Broccolini utilisera l'endroit comme bureau pendant la construction.
Pincement au coeur
Âgé de 65 ans, George Poirier n'a pas vendu son établissement sans un pincement au coeur.
« C'était dans la famille depuis 1957, lance-t-il. J'avais la chance de garder la place, mais j'ai décidé de vendre surtout parce que j'aurais dû fermer pendant toute la période de la construction du nouvel édifice, soit pendant plus de deux ans. En plus, je perdais mon stationnement à l'arrière. Ça va faire mal à ma clientèle aussi. Beaucoup de gens voyaient l'Hôtel Bank comme un point de rendez-vous, mais les choses changent et pour moi c'était le temps de passer à autre chose. »
M. Poirier précise que la direction de Broccolini a agi de façon « très respectueuse » avec lui.

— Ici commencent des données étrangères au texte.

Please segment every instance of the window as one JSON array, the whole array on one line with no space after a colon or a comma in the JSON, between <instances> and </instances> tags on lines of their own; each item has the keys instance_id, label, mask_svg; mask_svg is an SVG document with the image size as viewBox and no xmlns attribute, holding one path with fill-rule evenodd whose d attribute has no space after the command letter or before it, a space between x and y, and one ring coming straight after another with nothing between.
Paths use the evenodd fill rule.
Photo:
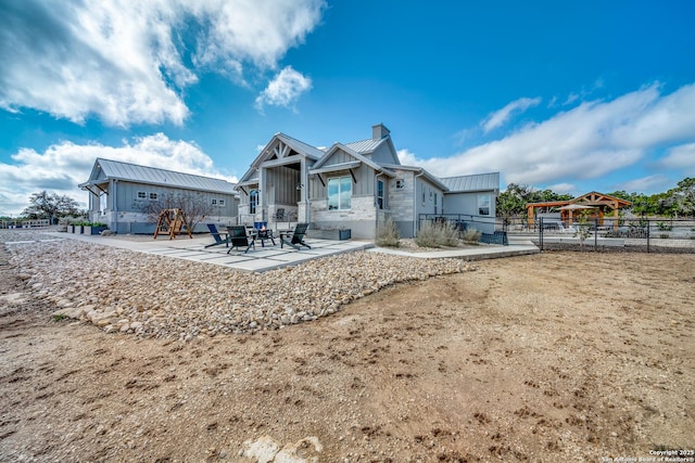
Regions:
<instances>
[{"instance_id":1,"label":"window","mask_svg":"<svg viewBox=\"0 0 695 463\"><path fill-rule=\"evenodd\" d=\"M352 198L352 179L339 177L328 179L328 210L350 209Z\"/></svg>"},{"instance_id":2,"label":"window","mask_svg":"<svg viewBox=\"0 0 695 463\"><path fill-rule=\"evenodd\" d=\"M256 214L258 205L258 190L251 190L249 193L249 214Z\"/></svg>"},{"instance_id":3,"label":"window","mask_svg":"<svg viewBox=\"0 0 695 463\"><path fill-rule=\"evenodd\" d=\"M478 195L478 215L479 216L490 215L490 195L489 194Z\"/></svg>"}]
</instances>

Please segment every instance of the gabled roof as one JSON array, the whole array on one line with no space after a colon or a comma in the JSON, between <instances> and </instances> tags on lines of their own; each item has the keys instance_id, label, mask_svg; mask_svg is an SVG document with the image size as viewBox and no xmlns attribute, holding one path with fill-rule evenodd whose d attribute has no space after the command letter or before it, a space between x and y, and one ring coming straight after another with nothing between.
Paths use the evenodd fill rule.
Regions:
<instances>
[{"instance_id":1,"label":"gabled roof","mask_svg":"<svg viewBox=\"0 0 695 463\"><path fill-rule=\"evenodd\" d=\"M598 193L596 191L591 191L589 193L584 193L581 196L577 196L572 200L568 201L545 201L541 203L527 203L526 207L554 207L554 206L566 206L568 204L579 204L579 205L587 205L587 206L617 206L628 207L631 206L632 203L628 200L622 200L620 197L611 196L609 194Z\"/></svg>"},{"instance_id":2,"label":"gabled roof","mask_svg":"<svg viewBox=\"0 0 695 463\"><path fill-rule=\"evenodd\" d=\"M333 145L331 147L328 149L328 151L326 151L326 154L324 154L324 156L318 159L309 169L309 173L318 173L319 171L325 171L326 168L324 168L324 166L326 165L326 162L333 155L333 153L336 153L338 150L342 150L345 153L350 154L352 157L354 157L356 160L359 160L361 163L366 164L367 166L371 167L375 170L378 171L382 171L388 176L393 177L394 173L392 171L390 171L389 169L387 169L384 166L375 163L374 160L371 160L370 158L364 156L363 154L359 154L358 152L356 152L355 150L342 144L342 143L333 143ZM327 166L328 167L328 166Z\"/></svg>"},{"instance_id":3,"label":"gabled roof","mask_svg":"<svg viewBox=\"0 0 695 463\"><path fill-rule=\"evenodd\" d=\"M269 160L274 156L274 153L270 151L270 146L276 141L281 141L286 145L290 146L298 154L302 156L306 156L312 160L317 160L325 154L323 150L319 150L316 146L312 146L308 143L304 143L303 141L293 139L292 137L287 136L282 132L278 132L273 136L270 141L268 141L265 146L263 146L263 150L261 150L256 158L253 159L253 163L251 163L251 167L249 168L249 170L247 170L243 177L239 179L238 184L249 184L250 182L253 181L254 176L257 176L256 170L258 169L261 164L263 164L266 160Z\"/></svg>"},{"instance_id":4,"label":"gabled roof","mask_svg":"<svg viewBox=\"0 0 695 463\"><path fill-rule=\"evenodd\" d=\"M589 193L584 193L581 196L577 196L573 200L569 201L570 203L582 203L590 205L602 205L607 203L615 203L619 207L626 207L632 205L628 200L622 200L620 197L611 196L609 194L598 193L597 191L590 191Z\"/></svg>"},{"instance_id":5,"label":"gabled roof","mask_svg":"<svg viewBox=\"0 0 695 463\"><path fill-rule=\"evenodd\" d=\"M282 132L276 133L275 137L292 146L298 153L305 154L307 157L311 157L313 159L318 159L324 155L323 150L319 150L316 146L312 146L308 143L304 143L303 141L299 141L298 139L293 139L292 137L287 136Z\"/></svg>"},{"instance_id":6,"label":"gabled roof","mask_svg":"<svg viewBox=\"0 0 695 463\"><path fill-rule=\"evenodd\" d=\"M100 173L103 172L103 176ZM104 159L98 157L92 167L89 180L80 183L80 188L104 183L104 181L126 180L134 183L173 187L186 190L211 191L217 193L236 194L233 183L211 177L195 176L192 173L176 172L174 170L159 169L156 167L139 166L137 164L123 163L121 160Z\"/></svg>"},{"instance_id":7,"label":"gabled roof","mask_svg":"<svg viewBox=\"0 0 695 463\"><path fill-rule=\"evenodd\" d=\"M448 188L448 193L500 190L500 172L445 177L440 180Z\"/></svg>"},{"instance_id":8,"label":"gabled roof","mask_svg":"<svg viewBox=\"0 0 695 463\"><path fill-rule=\"evenodd\" d=\"M410 170L413 172L417 172L416 175L425 177L427 180L430 181L430 183L437 185L437 188L439 188L440 190L442 190L443 192L448 192L448 187L446 184L444 184L440 178L434 177L433 175L431 175L430 172L428 172L427 170L425 170L422 167L416 167L416 166L404 166L402 164L399 165L388 165L384 164L383 167L387 167L389 169L401 169L401 170Z\"/></svg>"},{"instance_id":9,"label":"gabled roof","mask_svg":"<svg viewBox=\"0 0 695 463\"><path fill-rule=\"evenodd\" d=\"M387 145L394 164L401 164L401 162L399 160L399 154L395 151L395 146L393 145L393 140L391 140L391 136L388 134L380 139L353 141L350 143L343 143L343 145L365 156L370 156L375 151L381 147L381 145Z\"/></svg>"},{"instance_id":10,"label":"gabled roof","mask_svg":"<svg viewBox=\"0 0 695 463\"><path fill-rule=\"evenodd\" d=\"M345 143L345 146L350 147L353 151L356 151L359 154L371 153L374 152L381 143L386 143L386 138L380 140L367 139L361 141L353 141L350 143Z\"/></svg>"}]
</instances>

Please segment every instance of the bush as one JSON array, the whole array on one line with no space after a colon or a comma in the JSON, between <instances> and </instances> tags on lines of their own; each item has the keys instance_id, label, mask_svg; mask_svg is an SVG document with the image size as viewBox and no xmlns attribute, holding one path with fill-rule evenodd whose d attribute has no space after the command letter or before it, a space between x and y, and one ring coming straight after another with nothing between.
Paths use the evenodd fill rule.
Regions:
<instances>
[{"instance_id":1,"label":"bush","mask_svg":"<svg viewBox=\"0 0 695 463\"><path fill-rule=\"evenodd\" d=\"M450 222L422 222L415 236L415 244L420 247L457 246L458 229Z\"/></svg>"},{"instance_id":2,"label":"bush","mask_svg":"<svg viewBox=\"0 0 695 463\"><path fill-rule=\"evenodd\" d=\"M390 217L377 227L377 246L399 247L401 245L401 234L395 222Z\"/></svg>"}]
</instances>

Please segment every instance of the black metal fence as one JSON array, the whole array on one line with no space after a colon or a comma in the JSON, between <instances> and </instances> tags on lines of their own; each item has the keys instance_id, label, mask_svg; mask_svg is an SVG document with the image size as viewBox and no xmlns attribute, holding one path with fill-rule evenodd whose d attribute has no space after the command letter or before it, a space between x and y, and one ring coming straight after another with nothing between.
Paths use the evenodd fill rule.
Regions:
<instances>
[{"instance_id":1,"label":"black metal fence","mask_svg":"<svg viewBox=\"0 0 695 463\"><path fill-rule=\"evenodd\" d=\"M543 250L695 253L695 219L604 218L567 223L519 218L504 222L510 236L528 236Z\"/></svg>"}]
</instances>

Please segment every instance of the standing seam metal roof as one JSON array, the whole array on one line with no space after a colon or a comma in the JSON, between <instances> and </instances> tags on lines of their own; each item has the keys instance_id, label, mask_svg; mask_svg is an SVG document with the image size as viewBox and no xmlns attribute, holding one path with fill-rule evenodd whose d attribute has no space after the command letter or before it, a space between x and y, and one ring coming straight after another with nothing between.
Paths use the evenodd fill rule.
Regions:
<instances>
[{"instance_id":1,"label":"standing seam metal roof","mask_svg":"<svg viewBox=\"0 0 695 463\"><path fill-rule=\"evenodd\" d=\"M100 167L109 179L127 180L138 183L178 187L188 190L212 191L226 194L235 194L235 184L222 179L197 176L193 173L176 172L155 167L139 166L118 160L98 158L94 167ZM92 173L93 176L93 173ZM99 183L96 178L90 178L85 184Z\"/></svg>"},{"instance_id":2,"label":"standing seam metal roof","mask_svg":"<svg viewBox=\"0 0 695 463\"><path fill-rule=\"evenodd\" d=\"M371 153L381 144L384 139L367 139L361 141L353 141L350 143L345 143L344 145L349 149L356 151L359 154Z\"/></svg>"},{"instance_id":3,"label":"standing seam metal roof","mask_svg":"<svg viewBox=\"0 0 695 463\"><path fill-rule=\"evenodd\" d=\"M442 181L442 183L448 187L450 193L500 189L500 172L446 177L440 180Z\"/></svg>"}]
</instances>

« Ce sont des gens respectueux et je crois qu'ils comprennent la valeur véritable de l'Hôtel Bank, dit-il. Le temps des tavernes est peut-être terminé, il faut évoluer. À mon avis l'endroit demeure idéal pour conserver le même type de vocation. Ça serait un atout pour le centre-ville. »
Boutique érotique
Le gérant de la boutique Érotica +, Paul Rollin, voisin de l'Hôtel Bank, n'avait aussi que des bons mots pour les gens de Broccolini. L'édifice qui abrite son commerce, tout comme la centrale de Crown Taxi seront démolis pour faire place au nouvel édifice fédéral.
« On a été très bien traité par Broccolini, affirme M. Rollin. On va déménager notre commerce un peu plus loin. Je veux demeurer dans le Vieux-Hull. J'ai obtenu une bonne compensation, très honorable. Ç'a été un plaisir de négocier avec Broccolini. »
Le président de la Chambre de commerce de Gatineau, Philippe Marion, est très heureux de la manne qui vient d'être annoncée pour l'Outaouais.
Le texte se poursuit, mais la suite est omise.